La figure de Nestor Makhno, ou les tribulations d'un héros révolutionnaire

En attendant la parution des actes du colloque LE RETOUR DES HEROS : LA RECONSTITUTION DES MYTHOLOGIES NATIONALES à L'HEURE DU POSTCOMMUNISME quelques conclusions sur la traversée du siècle de la figure du leader anarchiste:

Dans l'Ukraine d'après la « Révolution orange », l’association La Dernière barricade organise à Gouliaï-Polé depuis l’été 2006 un festival rock intitulé « Le jour de l’indépendance avec Nestor Makhno ». Pour paraphraser le défunt Jdanov, la manifestation est libertaire dans la forme et nationale dans son contenu. Pour une ambiance « à la Woodstock », on « choque le bourgeois » en faisant du body-painting alors que fleurissent les drapeaux ukrainiens.

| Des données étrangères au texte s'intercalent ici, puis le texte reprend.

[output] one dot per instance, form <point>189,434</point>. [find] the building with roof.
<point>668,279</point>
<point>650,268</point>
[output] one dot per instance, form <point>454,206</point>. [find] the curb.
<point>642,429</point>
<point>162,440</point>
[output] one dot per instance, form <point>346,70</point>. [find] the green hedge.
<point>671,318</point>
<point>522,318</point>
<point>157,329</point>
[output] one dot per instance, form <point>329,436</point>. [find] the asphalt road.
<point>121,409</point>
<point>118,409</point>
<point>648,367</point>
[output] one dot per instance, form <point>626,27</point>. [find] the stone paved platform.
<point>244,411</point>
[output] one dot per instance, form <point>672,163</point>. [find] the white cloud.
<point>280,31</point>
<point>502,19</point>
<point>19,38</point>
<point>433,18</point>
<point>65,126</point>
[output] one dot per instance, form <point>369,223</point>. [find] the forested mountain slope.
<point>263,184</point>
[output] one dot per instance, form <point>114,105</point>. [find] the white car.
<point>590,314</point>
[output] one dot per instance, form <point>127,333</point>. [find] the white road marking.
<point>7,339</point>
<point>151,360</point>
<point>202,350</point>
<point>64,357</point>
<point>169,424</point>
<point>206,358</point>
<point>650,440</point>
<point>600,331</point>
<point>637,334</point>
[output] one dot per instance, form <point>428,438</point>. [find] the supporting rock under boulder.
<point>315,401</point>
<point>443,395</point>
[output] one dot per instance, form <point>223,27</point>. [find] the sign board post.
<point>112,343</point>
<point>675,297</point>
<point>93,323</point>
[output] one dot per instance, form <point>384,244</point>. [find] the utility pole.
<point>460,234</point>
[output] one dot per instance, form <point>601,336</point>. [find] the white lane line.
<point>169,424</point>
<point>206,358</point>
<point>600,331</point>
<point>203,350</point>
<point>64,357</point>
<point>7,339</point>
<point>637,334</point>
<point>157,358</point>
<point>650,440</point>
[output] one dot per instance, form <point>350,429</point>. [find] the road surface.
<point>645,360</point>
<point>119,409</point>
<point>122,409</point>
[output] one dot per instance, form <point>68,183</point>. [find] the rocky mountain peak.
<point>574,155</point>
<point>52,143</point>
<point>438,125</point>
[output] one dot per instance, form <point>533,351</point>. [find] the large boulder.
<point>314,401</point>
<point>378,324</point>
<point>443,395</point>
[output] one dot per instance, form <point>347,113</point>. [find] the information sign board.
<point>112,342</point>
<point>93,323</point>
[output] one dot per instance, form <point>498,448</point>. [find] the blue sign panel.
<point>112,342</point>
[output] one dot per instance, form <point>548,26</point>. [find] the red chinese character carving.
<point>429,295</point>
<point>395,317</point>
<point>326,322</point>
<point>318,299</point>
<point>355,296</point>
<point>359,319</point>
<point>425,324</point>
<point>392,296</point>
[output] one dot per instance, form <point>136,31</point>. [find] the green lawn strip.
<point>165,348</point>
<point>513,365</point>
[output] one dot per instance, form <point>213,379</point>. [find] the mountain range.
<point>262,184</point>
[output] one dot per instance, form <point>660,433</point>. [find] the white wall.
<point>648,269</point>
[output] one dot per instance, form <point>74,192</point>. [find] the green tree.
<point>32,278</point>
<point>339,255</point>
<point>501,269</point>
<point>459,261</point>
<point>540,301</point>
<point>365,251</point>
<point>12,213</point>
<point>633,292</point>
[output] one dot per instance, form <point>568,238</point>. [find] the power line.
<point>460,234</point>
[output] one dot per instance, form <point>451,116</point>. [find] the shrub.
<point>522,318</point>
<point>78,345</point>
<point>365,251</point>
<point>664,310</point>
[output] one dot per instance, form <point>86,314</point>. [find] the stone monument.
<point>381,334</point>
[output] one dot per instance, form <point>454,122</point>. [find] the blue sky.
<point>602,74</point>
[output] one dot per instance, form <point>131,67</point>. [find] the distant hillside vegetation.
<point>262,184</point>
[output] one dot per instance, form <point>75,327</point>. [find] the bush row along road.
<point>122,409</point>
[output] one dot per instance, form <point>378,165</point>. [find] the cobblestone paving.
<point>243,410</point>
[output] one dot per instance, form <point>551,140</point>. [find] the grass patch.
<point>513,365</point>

On y vend entre autres un tee-shirt qui affirme que « Makhno, c’est plus fort que Che Guevara »... L’intelligentsia orangiste était en passe de réussir là où Nicolas Sarkozy a échoué avec Guy Môcquet : transformer une figure de l’extrême gauche en garante de l’unité nationale...

La diffusion du feuilleton Les neuf vies de Nestor Makhno à la télévision russe qui a rencontré un succès public en juillet 2007, a ébranlé cette construction. La série a provoqué l’ire des commentateurs. Des Ukrainiens regrettent que « leur » héros soit filmé pas des Russes. Les communistes critiquent la réhabilitation d’un bandit et, de l’extrême gauche antistalinienne à l’extrême-droite nationaliste, on subodore une manipulation du pouvoir russe à cause du populisme primaire du feuilleton... Difficile pourtant de reconnaître la propagande poutinienne dans l’appel de Makhno : « Je ne vous promets pas une vie facile, mais la liberté, on l’aura ! ».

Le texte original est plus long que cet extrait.